This session is scheduled for 3:30-4:20 in the Hirshon Suite (205), 55 W. 13th Street
The report of MOOCs’ death was an exaggeration. They may no longer be featured in the Times on a weekly basis and some companies (cough … Udacity … cough) may have abandoned their original missions to provide free education. But hundreds of universities on dozens of platforms continue to offer thousands of courses. And enrollments totals have entered the tens of millions (usual caveats about “completion” still apply). While the hype around MOOCs has died down, their continued, indeed, strengthened presence means we must continue to pay them mind. In fact, it may be more important than ever for the humanities to critically consider the present and future of MOOCs as administrations start seeking concrete evidence of return on (an often large) investment.
In this session, I’d like to consider a burgeoning trend in MOOCs as they enter their latest phase: the push toward specialization(s). In 2014, Coursera introduced series of courses–dubbed
Specializations–that
promised to teach “marketable” skill sets in the most popular fields. Conspicuously absent from these tracks was the humanities. Of Coursera’s initial 18 and current 27 specializations, zero came from disciplines or interdisciplines in the humanist fields.
Think what you will of MOOCs, but I am dismayed (if not surprised) by the humanities’ absence from this new evolution in massive, open courses and suspect many of you, too, see it as troublesome. To address this trend, I propose that we discuss strategies for future participation in or conscious resistance of specialization(s).
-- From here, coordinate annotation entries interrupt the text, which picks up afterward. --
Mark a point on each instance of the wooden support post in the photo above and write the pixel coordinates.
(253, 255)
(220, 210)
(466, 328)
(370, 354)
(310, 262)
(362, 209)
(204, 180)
I see this session as an opportunity to think through the skill sets and specialties the humanities have to offer (they are many, I believe) and the promises and pitfalls of participating in structured series of MOOCs may mean for the field–especially given that this turn is unabashedly driven by promoting fee-generating “verified” certificates. While this session will start as a discussion, I hope it can plant the seeds for a collaborative, written strategy document–a white paper, perhaps.